Interest Rates Witness Steepest Series Of Increases In Decades, Creating Potential Opportunities In Cash-Like Investments

The world’s central banks have initiated the steepest series of interest-rate increases in decades over the recent two-year period to combat inflation, providing savers with a unique chance to earn higher returns on their idle cash. This period has marked a boon for savers, yielding some of the best returns on cash in recent memory. 

The uncertainty in equity markets and the desire to reduce overall portfolio volatility have made an even more compelling case for maintaining cash holdings. Although the Federal Reserve is likely on the cusp of initiating its first cut to interest rates for this cycle, these factors suggest that the cash trade still has a lot of value. The real question is, where is the best place to park your cash to earn the most without sacrificing liquidity?

The ETF Answer

Interest rates are the highest they've been in decades, so maintaining a cash position may make sense for investors depending on their investment objectives. This could particularly apply to those seeking to mitigate equity market uncertainty, reduce portfolio volatility or meet short-term liquidity needs. For these investors, Exchange-Traded Funds (ETFs) may be an excellent vehicle for cash exposure, as they combine the advantages of liquidity and trading efficiency by allowing investors to adjust their market positions on a whim or access funds without the constraints of lock-up periods. 

This fluidity can be important for reacting to market changes like a broader market downturn or unforeseen liquidity requirements elsewhere in your life. Additionally, ETFs enable investors to tap into various cash and cash-alternative strategies, from money markets to ultra-short-term credit, providing a spectrum of yield opportunities while maintaining a focus on capital preservation. In essence, ETFs may represent a strategic tool for investors aiming to harness the safety and liquidity of cash, tailored to navigate the complexities of the current economic environment.

Advantages Of Ultra-Short-Term Credit

Within the ETF space, ultra-short-term credit is one of the most compelling options for investors aiming to enhance their returns beyond what money market funds traditionally offer, while still preserving the core attributes of cash-like investments. These funds focus on fixed-income instruments with maturities of less than one year to ensure minimal interest rate sensitivity and thus lower risk, akin to cash investments. 

The strategic selection of very short-duration bonds means that ultra-short-term credit can yield higher returns than money market instruments with markedly less volatility compared to longer-duration funds. This balance of modest enhancements to returns with a more controlled risk profile makes ultra-short-term credit an attractive choice for those looking to optimize their cash positions. 

Moreover, it is important to keep in mind that the current interest rate environment is still very favorable to cash-like investments relative to historical rates. This unique combination of features positions ultra-short-term credit as a potentially efficient tool for investors seeking liquidity and yield in a low-risk vehicle.

BMO Cash Alternative ETFs

While interest rates and returns on cash hover at their multi-decade highs, one option investors may want to consider taking advantage of is cash alternative ETFs, like those from BMO ETFs. With a commanding presence in Canada’s ETF market and a robust portfolio of assets, BMO offers an array of fixed-income ETFs designed to cater to various investor needs. The BMO Money Market Fund ETF Series ZMMK and the BMO Ultra Short-Term Bond ETF ZST are two options that offer exposure to high-quality, short-term instruments, blending yield opportunities with capital preservation and liquidity. 

The BMO Money Market Fund ETF Series (ZMMK) targets money market instruments such as treasury bills, bankers’ acceptances and commercial paper, mainly from Canadian issuers. It selects high-quality securities with maturities under 365 days and an average maturity below 90 days, prioritizing capital preservation and liquidity. 

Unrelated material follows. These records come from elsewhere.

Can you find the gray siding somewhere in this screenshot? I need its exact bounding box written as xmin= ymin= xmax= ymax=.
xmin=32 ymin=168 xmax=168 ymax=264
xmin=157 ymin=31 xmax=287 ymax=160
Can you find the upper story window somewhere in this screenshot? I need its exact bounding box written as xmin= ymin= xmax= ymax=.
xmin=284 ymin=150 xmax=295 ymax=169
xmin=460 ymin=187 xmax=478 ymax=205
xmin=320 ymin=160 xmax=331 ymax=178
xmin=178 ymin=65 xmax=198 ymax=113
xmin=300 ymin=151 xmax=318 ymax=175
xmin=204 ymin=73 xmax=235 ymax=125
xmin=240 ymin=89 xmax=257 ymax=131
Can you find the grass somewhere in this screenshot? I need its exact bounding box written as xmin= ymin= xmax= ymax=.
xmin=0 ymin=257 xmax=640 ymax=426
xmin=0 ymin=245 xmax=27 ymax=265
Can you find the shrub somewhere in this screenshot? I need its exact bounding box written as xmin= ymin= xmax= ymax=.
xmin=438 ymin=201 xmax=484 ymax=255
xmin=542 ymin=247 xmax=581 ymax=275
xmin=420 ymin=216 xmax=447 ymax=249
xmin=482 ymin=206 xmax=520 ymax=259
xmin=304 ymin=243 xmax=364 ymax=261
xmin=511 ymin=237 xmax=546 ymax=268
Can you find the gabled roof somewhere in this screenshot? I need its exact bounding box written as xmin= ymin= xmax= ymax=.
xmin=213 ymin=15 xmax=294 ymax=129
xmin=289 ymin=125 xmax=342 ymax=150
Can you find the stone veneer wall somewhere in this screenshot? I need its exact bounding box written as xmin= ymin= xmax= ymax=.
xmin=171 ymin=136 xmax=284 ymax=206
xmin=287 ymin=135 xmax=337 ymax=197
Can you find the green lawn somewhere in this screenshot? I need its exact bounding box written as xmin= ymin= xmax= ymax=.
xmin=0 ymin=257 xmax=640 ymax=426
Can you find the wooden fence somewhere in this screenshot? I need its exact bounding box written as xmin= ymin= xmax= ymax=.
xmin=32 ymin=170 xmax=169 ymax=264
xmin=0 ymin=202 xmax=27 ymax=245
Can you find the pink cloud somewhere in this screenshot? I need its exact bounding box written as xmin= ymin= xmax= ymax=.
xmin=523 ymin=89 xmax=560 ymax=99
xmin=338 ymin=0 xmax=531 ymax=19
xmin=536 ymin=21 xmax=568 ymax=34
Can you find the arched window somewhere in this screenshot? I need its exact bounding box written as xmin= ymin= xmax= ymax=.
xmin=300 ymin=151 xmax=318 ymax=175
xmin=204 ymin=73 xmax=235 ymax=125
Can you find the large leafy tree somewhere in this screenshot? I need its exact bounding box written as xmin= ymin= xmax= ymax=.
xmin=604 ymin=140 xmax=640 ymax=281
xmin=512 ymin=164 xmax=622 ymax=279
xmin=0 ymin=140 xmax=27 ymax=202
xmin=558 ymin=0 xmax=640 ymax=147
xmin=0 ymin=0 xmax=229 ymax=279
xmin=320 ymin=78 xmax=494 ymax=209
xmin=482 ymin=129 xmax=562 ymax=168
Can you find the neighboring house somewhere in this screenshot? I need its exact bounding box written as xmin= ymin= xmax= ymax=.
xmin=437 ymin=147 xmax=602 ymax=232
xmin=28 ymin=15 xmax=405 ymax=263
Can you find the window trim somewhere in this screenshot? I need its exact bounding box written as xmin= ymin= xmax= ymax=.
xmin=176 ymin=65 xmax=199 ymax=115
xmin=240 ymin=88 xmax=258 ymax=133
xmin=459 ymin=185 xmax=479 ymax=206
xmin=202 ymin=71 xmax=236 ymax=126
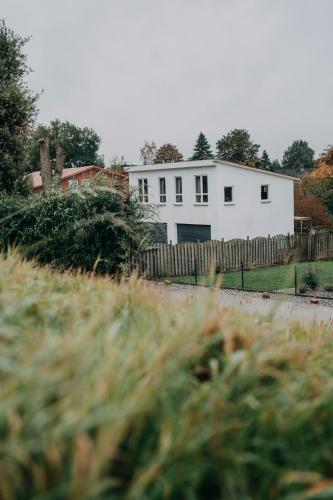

On the other hand, the BMO Ultra Short-Term Bond ETF (ZST) provides potentially wider exposure by investing in a varied mix of short-term fixed income classes, including investment-grade corporate bonds and the option to add government bonds, high yield bonds, and floating rate notes. With a focus on securities maturing in less than a year, ZST aims for higher yields compared to money market funds, while keeping risk low. Its portfolio is also dynamically balanced, considering risk-adjusted yield expectations.

Capitalizing On High Cash Rates

As investors adapt to this higher interest rate environment, cash and cash alternatives are increasingly finding their way into portfolios. BMO's ETFs can be especially valuable for investors looking to confidently manage through these changes, offering both liquidity and attractive low-risk returns. Given the current economic uncertainties and attractive opportunities in cash-like instruments, the case for cash investments is stronger than ever, making them a crucial part of a diversified investment portfolio.